Le dije que ya no quiero vivir en casas llenas de viento. Que no quiero vivir en hogares que vuelen.
Ella se rió. Me había preguntado si mi casa es amplia y yo pensé en «si mi cama es ancha», como una asociación con el tema de Serrat: «ay, amor, sin ti mi cama es ancha…» y dije sí, es una casa ancha, abierta, muy llena de viento porque qué otra cosa sino un huracán podría caber ahí adentro.
Lo dije porque ella antes me dijo que yo era como un huracán y yo pensé si ella acaso había visto alguna vez cómo funciona un huracán real, de esos que destruyen lo que tocan. Se lo dije. Ella me observó y replicó que yo no era ese tipo de huracán y cambió la metáfora por una de esas tormentas de viento del desierto bajo las que es imposible respirar y agregó, pero ocurren en el desierto.

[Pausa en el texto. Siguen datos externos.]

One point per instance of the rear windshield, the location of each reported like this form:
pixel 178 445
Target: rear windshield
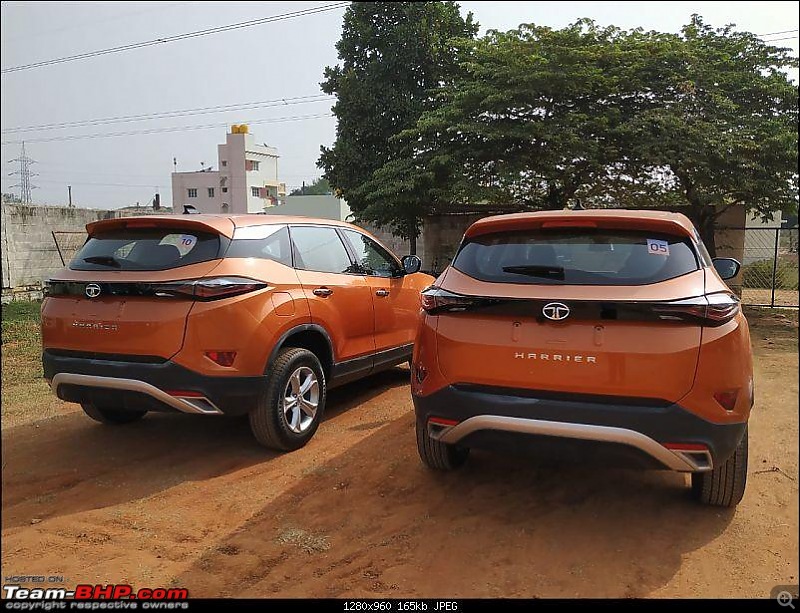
pixel 576 257
pixel 146 249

Yo vivo en el desierto, dije, aunque eso ella ya lo sabe y quizás por eso pregunta las cosas que pregunta, como para afianzarse en que sí, que hay un cierto mimetismo entre mi entorno y yo, esa cuestión de aspereza, incomodidad, hosquedad, laconismo. Lo describe pensando en el desierto, como una evocación lenta de las condiciones adversas que una buena mano puede domesticar para poder sembrar un olivo cada vez que los hombres están tristes.
Recuerda que algún día dije eso y lo repite. La observo mientras su boca lo repite con una entonación que parece el movimiento del aire entre los cedros o el mecerse de un barco sobre su espejo de agua, preso de las amarras y sin mar.
Le digo lo del aire entre los cedros y ella sonríe un poco. Su dentadura tiene una solidez burilada y entonces le preguntó si de niña usó brakets.
Ella responde que hago observaciones poco románticas que resultan desérticas. Me gusta su sonrisa y su imponente cadera trasnochada como si fuera en la penumbra, parte de las alturas del Golán.
En la talla de sus piernas descansa apenas un filón de luz y yo no sé si esa luna que descansa en una niebla casi transparente sobre la piel serena, no es lo que provoca en mí una intensa marea de huracanes.
Caemos como una sola sombra y ella repite que soy un viento de tormenta que llega del desierto para asfixiar su civilización. La suya. La de ella. Y me susurra que hay en mí demasiado de lo primitivo y lo salvaje. Yo la beso. La ahogo. No la dejo hablar.